Victorian company fined $1.3M after pleading guilty to workplace manslaughter

06 March 2024

A Victorian stonemasonry company is the first company to be sentenced under Victoria’s new workplace manslaughter laws.


On 19 February 2024, LH Holding Management Pty Ltd (LH Holdings) became the first Victorian company to be successfully prosecuted under the new Victorian workplace manslaughter regime.

Workplace manslaughter was first introduced as an offence in Victoria on 1 July 2020.1 Since that time, under section 39G of the Occupational Health and Safety Act 2004 (Vic) (OH&S Act), it has been an offence for companies and their officers to engage in negligent conduct that constitutes a breach of a duty owed to another person under the OH&S Act which causes the person’s death.

If found guilty of workplace manslaughter, officers of companies face a maximum penalty of 25 years imprisonment and companies face a maximum penalty of over $19 million.2


On 12 October 2021, LH Holdings’ sole director, Mr Laith Hanna, operated a loaded forklift across a sloped driveway while a subcontractor stood by to assist with stabilising the load. The forklift tipped over and landed on the subcontractor, resulting in fatal injuries.

Relevantly, the Court found that:

  • LH Holdings was negligent in failing to ensure that the forklift was operated safely;
  • Mr Hanna operated the forklift and therefore caused the death of the subcontractor; and
  • LH Holdings’ contravention of the OH&S Act was attributable to Mr Hanna’s failure to take reasonable care.

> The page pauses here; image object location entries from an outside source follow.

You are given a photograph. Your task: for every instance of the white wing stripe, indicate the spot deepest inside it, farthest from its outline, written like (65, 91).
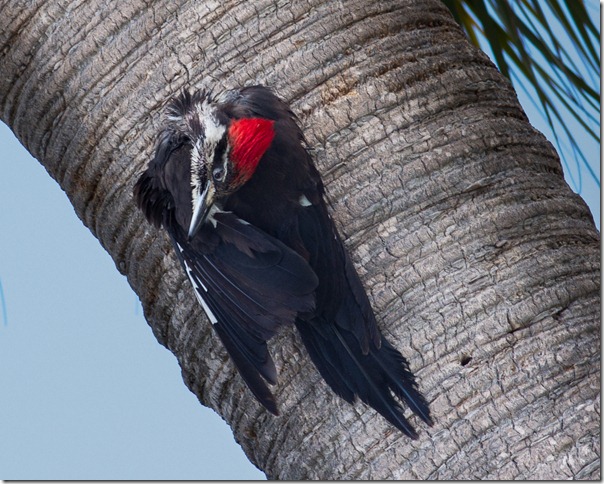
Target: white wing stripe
(196, 283)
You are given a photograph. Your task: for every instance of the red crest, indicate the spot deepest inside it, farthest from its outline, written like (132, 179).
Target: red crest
(249, 139)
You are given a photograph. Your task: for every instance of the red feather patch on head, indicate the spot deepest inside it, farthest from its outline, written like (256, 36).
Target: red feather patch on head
(249, 139)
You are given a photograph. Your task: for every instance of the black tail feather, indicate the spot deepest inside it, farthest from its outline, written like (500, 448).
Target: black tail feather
(374, 377)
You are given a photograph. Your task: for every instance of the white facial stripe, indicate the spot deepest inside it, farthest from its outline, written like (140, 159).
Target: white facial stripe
(196, 169)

LH Holdings pleaded guilty to one charge of workplace manslaughter before the Supreme Court of Victoria, and was convicted and fined $1.3 million.

Mr Hanna pleaded guilty to a single charge under section 144(1) of the OH&S Act for being an officer of a company that committed workplace manslaughter. Mr Hanna was sentenced to a 2-year Community Corrections Order and ordered to undertake 200 hours of unpaid community work.

Mr Hanna and LH Holdings were ordered to pay $120,000 in compensation to the subcontractor’s family.


Although the new offence of workplace manslaughter did not create a new duty under the OH&S Act, the provision provides significant deterrence to companies and officers to ensure compliance with their duties under the OH&S Act, and provides for tough penalties if there is a death at a workplace.

Although LH Holdings’ and Mr Hanna’s penalties were far from the maximum penalties available to the Court, the maximum penalties reflect the parliament’s view in respect of the seriousness of the offence and the penalties imposed against LH Holdings and Mr Hanna were substantial.

1 Section 3 of the Workplace Safety Legislation Amendment (Workplace Manslaughter and Other Matters) Act 2019.
2 Section 39G(1) and 39G(2). Based on the Victorian penalty unit in the 2023 – 2024 financial year.